Kesewenang-wenangan Jepang tak juga berhenti meskipun salah seorang dokter dari Eijkman Instituut yang ditahan yaitu Prof. dr. Ali Hanafiah telah mengemukakan alasan yang cukup masuk akal. Menurutnya, mustahil vaksin itu dihasilkan oleh Eijkman Instituut, karena pada masa itu di sana tak ada peralatan pembuatan vaksin. Maka satu-satunya yang patut dipertanyakan keterlibatannya mestinya adalah Pasteur Instituut, karena di sanalah vaksin yang belakangan diketahui tercemar itu dibuat. Namun kempetai tetap tak terima, dengan alasan bahwa Pasteur Instituut itu dipimpin orang Jepang dan orang Jepang mustahil melakukan kesalahan semacam itu.

Tak tahan melihat kawan-kawannya disiksa, Prof. dr. Achmad Mochtar, sebagai kepala Eijkman Instituut, mendesak kempetai, dialah yang akan mempertanggungjawabkan kasus tercemarnya vaksin tersebut. Sekalipun keteledoran itu bukan di pihak mereka, karena vaksin itu hanya menumpang disimpan di lemari pendingin dan hal ini tak mungkin bisa menimbulkan pencemaran.

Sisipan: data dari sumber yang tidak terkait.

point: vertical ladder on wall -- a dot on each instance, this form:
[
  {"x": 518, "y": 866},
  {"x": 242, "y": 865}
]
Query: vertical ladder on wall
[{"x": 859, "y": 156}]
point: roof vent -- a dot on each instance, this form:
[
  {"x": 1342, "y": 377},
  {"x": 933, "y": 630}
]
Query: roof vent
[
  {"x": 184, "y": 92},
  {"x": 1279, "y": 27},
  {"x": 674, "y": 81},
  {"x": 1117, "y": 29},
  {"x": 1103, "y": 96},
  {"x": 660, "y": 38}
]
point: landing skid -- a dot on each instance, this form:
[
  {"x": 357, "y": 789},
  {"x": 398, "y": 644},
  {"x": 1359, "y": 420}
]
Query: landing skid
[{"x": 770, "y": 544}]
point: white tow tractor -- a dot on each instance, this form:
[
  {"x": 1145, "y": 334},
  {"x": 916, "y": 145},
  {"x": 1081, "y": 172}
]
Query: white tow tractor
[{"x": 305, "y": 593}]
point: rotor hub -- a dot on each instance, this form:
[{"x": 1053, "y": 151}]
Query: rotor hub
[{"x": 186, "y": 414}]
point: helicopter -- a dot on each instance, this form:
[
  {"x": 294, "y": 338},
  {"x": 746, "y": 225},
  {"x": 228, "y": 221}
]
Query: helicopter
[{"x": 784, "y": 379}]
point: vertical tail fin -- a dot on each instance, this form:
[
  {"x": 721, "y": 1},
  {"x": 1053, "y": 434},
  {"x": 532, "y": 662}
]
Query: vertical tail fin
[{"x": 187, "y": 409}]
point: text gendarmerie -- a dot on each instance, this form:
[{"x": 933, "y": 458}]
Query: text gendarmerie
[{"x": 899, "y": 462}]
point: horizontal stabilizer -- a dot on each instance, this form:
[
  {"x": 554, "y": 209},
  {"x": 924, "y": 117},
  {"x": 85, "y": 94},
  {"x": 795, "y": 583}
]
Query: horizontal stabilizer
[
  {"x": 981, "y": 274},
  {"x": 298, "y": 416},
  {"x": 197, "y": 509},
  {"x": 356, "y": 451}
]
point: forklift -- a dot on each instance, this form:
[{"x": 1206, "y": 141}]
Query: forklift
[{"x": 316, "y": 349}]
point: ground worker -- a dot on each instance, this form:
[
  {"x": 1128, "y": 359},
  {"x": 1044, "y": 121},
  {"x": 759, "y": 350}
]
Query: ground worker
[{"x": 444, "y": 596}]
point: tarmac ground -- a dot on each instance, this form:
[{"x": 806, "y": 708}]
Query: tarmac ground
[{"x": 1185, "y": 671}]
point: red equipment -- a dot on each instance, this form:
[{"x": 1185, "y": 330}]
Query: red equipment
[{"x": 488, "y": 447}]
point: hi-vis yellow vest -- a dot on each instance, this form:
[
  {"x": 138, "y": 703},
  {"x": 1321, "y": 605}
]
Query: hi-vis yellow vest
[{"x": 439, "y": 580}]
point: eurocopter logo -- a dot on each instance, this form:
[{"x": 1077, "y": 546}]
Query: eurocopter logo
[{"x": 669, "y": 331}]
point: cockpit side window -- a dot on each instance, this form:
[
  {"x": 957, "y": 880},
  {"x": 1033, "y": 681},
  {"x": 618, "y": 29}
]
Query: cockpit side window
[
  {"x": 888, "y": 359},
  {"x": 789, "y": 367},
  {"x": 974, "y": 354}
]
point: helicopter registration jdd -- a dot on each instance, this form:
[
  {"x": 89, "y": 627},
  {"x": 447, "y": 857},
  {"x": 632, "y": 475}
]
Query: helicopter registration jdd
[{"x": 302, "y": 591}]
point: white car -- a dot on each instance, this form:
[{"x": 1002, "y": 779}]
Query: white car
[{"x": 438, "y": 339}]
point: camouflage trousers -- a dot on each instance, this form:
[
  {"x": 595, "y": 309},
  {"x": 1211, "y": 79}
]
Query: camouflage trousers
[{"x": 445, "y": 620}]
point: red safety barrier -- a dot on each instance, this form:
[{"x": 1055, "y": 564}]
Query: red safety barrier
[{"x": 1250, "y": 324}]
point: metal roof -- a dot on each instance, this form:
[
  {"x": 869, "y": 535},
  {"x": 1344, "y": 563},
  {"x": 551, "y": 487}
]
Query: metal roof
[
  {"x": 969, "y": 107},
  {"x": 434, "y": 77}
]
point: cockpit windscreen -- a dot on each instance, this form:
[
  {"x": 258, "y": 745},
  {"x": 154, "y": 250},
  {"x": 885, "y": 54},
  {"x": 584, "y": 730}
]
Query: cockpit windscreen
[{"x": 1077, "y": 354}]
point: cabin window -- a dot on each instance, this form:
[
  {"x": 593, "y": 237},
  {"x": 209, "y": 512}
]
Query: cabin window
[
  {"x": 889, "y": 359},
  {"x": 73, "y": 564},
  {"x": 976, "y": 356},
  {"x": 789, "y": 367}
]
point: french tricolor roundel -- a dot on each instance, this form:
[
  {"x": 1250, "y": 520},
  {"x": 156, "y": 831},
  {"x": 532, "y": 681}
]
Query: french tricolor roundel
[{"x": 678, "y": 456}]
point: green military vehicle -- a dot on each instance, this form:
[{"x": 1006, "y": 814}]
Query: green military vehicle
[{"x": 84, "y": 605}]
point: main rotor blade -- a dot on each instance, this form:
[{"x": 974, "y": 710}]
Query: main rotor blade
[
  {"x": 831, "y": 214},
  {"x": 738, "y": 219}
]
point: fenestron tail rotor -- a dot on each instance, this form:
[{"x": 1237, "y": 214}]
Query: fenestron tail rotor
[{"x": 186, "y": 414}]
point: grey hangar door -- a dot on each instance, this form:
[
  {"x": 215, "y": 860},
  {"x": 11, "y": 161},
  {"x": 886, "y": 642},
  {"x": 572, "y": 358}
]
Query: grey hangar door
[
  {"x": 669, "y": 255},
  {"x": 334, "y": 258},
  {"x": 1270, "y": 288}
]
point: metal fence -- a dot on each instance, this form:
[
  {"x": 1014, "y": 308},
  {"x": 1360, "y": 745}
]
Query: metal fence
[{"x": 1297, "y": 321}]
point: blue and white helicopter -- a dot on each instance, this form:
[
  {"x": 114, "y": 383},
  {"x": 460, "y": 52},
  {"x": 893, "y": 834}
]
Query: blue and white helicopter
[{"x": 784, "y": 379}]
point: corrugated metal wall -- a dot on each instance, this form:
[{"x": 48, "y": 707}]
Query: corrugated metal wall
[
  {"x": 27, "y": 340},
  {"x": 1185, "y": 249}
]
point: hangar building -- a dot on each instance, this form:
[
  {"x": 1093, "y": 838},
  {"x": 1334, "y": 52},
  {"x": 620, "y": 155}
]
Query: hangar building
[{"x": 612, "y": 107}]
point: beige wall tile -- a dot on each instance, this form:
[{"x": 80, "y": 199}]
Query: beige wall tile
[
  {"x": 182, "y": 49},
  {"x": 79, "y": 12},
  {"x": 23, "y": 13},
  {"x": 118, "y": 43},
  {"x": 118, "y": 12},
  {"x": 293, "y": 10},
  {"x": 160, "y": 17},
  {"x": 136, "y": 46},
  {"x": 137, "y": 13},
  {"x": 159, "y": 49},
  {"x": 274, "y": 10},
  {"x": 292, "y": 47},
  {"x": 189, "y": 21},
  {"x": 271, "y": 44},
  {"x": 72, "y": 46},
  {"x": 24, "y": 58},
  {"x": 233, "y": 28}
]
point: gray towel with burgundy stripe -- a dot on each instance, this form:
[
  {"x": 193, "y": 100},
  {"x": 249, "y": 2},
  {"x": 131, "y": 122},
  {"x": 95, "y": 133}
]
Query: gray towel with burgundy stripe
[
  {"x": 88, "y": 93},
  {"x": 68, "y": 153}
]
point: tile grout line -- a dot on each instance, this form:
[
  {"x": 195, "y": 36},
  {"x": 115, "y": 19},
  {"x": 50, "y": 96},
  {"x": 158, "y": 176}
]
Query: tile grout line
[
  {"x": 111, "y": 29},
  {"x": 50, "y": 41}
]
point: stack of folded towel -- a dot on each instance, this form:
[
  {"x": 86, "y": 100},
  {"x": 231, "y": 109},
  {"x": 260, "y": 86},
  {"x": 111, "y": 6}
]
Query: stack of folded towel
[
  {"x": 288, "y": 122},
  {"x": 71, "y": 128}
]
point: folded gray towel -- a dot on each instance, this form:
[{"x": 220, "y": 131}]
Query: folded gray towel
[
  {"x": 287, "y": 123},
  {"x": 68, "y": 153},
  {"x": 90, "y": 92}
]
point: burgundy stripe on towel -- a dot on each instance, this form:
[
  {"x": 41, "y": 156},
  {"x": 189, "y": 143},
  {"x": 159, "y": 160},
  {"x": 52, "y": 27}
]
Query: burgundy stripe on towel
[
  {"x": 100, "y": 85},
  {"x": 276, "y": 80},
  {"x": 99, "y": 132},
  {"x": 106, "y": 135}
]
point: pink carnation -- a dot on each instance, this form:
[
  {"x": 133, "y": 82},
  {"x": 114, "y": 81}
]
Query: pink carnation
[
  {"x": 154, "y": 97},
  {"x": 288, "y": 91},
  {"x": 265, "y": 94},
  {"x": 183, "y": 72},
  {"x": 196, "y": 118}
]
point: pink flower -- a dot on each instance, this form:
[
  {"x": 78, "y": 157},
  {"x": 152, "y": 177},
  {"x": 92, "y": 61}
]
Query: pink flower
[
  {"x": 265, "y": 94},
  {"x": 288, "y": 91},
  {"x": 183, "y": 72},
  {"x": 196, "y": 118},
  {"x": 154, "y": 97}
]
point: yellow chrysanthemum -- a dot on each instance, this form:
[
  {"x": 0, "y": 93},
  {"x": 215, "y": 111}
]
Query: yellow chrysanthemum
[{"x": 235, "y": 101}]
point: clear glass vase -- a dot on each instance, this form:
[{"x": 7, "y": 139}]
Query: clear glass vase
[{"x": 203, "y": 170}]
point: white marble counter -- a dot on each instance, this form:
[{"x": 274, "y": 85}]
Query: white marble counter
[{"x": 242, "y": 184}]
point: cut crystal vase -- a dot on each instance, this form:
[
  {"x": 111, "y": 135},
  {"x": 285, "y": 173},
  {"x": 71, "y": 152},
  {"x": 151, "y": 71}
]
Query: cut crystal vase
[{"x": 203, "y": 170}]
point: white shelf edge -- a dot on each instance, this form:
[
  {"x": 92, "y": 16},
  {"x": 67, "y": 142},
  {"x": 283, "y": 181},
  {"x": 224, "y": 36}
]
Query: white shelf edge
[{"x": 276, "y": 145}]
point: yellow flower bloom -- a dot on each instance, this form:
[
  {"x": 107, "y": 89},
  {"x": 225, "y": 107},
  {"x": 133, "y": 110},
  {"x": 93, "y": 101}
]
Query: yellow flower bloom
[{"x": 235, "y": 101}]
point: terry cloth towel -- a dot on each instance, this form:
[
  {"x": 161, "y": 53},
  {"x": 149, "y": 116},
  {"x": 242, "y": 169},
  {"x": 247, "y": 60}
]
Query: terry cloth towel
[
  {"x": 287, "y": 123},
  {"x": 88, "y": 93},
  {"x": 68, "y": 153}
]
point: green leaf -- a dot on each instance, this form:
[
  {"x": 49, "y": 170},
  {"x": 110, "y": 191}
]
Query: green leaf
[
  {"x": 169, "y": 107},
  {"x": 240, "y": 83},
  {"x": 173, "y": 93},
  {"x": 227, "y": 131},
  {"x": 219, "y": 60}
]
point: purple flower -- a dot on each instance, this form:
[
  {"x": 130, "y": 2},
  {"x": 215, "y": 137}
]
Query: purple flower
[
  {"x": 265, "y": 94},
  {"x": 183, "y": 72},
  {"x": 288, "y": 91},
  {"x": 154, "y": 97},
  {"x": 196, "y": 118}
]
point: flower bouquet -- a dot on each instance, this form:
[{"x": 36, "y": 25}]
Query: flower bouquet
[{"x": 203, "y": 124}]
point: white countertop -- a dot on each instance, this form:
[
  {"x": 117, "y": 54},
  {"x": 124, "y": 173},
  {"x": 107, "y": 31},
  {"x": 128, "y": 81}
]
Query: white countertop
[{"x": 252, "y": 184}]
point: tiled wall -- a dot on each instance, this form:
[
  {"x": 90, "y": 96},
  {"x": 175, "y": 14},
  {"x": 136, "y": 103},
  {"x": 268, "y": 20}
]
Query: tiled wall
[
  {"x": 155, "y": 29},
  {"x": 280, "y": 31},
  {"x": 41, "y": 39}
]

Atas jaminan dan tanggungjawab Achmad Mochtar tersebut, maka tahanan lain satu demi satu dibebaskan. Sebagian menderita cacat fisik. Namun fatal akibatnya bagi Mochtar. Ia dianiaya dan dibunuh Jepang di Ancol, daerah yang juga digunakan Jepang untuk membantai Belanda. Sehingga tidak ada yang tahu dimana beliau dimakamkan, setidaknya sampai Jepang menyerah kepada Sekutu dan angkat kaki dari Indonesia.

Menurut informasi yang beredar luas di internet, makam Achmad Mochtar baru ditemukan pada tahun 2010 lalu. Namun berdasarkan penelusuran penulis, pada tahun 1995 sudah ada wartawan media cetak yang berkunjung ke tempat pembantaian tawanan Jepang di Ancol, yang juga diyakini sabagai tempat eksekusi Achmad Mochtar oleh tentara Jepang. Kunjungan tersebut menyisakan catatan sebagai berikut.

Setelah  Belanda masuk kembali ke Indonesia pada tahun 1946, Belanda menjadikan medan pembantaian itu sebagai taman makam pahlawan, yang hingga kini dikenal sebagai Ereveld Ancol.. Dan pada waktu itulah makam dr. Achmad Mochtar ditemukan diantara makam para “pahlawan” Belanda.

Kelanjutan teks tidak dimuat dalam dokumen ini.